'90s Japanese Performer Sues to Remove Titles from Streaming Site

'90s Japanese Performer Sues to Remove Titles from Streaming Site

TOKYO — Former Japanese performer Miyuki Ariga is suing adult streaming site Fanza to remove four titles in which she appeared in 1994.

The 49-year-old Ariga alleges that her contract at the time stipulated the movies would only be shown in a limited number of adult movie theaters, the Japan Times reported.

Ariga alleges that the titles have been distributed on DVD for over a decade and says that she only learned in January that four of her movies could be streamed on Fanza.

Ariga is seeking 1.5 million yen ($9,500) in damages, in the Tokyo District Court. Ariga’s lawyer says she unsuccessfully tried to track down the director of the movies.

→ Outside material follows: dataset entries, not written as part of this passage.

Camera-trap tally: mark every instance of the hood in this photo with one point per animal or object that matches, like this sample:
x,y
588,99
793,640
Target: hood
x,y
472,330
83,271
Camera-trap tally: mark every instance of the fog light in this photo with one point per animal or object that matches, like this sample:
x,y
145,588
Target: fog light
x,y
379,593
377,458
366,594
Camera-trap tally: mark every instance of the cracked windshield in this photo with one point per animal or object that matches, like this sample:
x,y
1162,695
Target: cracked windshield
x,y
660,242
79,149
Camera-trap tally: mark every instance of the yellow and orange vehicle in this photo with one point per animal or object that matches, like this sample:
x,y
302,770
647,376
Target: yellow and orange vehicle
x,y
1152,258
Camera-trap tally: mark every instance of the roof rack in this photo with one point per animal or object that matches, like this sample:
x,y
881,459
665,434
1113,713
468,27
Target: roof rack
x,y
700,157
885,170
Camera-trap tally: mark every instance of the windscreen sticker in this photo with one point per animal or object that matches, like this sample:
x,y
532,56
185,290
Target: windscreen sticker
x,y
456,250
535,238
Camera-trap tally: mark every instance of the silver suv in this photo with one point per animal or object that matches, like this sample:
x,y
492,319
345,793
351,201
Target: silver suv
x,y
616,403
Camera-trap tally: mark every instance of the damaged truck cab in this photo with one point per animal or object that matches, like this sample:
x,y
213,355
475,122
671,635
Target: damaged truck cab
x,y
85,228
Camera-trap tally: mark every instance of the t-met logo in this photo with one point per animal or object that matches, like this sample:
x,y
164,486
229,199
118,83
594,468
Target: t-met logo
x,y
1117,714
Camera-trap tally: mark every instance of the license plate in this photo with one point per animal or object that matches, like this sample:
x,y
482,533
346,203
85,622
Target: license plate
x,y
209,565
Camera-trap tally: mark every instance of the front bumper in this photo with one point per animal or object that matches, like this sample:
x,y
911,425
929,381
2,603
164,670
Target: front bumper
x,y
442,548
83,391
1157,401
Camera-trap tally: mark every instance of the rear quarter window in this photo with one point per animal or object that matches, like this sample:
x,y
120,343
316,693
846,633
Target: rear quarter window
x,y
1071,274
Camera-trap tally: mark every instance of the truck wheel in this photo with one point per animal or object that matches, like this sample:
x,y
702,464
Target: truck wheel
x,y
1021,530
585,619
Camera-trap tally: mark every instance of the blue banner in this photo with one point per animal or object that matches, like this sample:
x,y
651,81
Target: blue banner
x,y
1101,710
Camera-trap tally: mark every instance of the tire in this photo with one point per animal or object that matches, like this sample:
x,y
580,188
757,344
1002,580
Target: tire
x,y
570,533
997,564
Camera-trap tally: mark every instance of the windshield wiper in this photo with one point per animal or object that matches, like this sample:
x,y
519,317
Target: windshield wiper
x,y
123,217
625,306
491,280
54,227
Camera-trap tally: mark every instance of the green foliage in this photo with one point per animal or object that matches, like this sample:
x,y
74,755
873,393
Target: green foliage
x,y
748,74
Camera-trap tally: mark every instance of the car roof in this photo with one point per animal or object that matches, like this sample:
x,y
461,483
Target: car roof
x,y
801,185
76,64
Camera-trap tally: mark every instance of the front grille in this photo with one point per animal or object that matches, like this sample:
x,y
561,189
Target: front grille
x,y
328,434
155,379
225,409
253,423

A Fanza rep told Friday Magazine that it “only hosts the works on its website after signing contracts with companies that hold the rights to them” and that it is “not involved in contracts with the performers.”

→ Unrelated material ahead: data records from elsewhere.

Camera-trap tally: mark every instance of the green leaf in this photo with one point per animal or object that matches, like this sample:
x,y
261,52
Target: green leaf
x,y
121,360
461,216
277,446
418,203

As XBIZ reported, a controversial 2022 law now regulates the country’s adult video (AV) sector. Ariga — who does not have a copy of her 1990s contract — was reportedly inspired to file the lawsuit Monday by the new law’s provisions for removing content if performers change their mind about having appeared in adult content.

Under the law, adult performers can withdraw contractual consent given to companies that distribute adult material in which they appear, effectively rendering adult industry contracts unenforceable.

A recently formed industry trade organization, the AV Thinking Group — co-led by veteran director and activist Hitoshi Nimura and international performer Marica Hase — objects to the law, drafted by anti-porn crusaders in a climate of media panic stories.

The law came about when a seemingly unrelated legislative debate about lowering the age of legal majority in Japan quickly devolved into a sensationalist campaign concerning adult performers aged 18-19. A bill lowering the age of majority from 20 to 18 passed unanimously in a plenary session of the nation’s House of Representatives, which was followed by a steep increase in anti-porn rhetoric.

Although the 2022 law is not retroactive, Ariga “is seeking an injunction through which the court could order the deletion of the movies despite the fact that they were shot 30 years ago,” the Japan Times reported.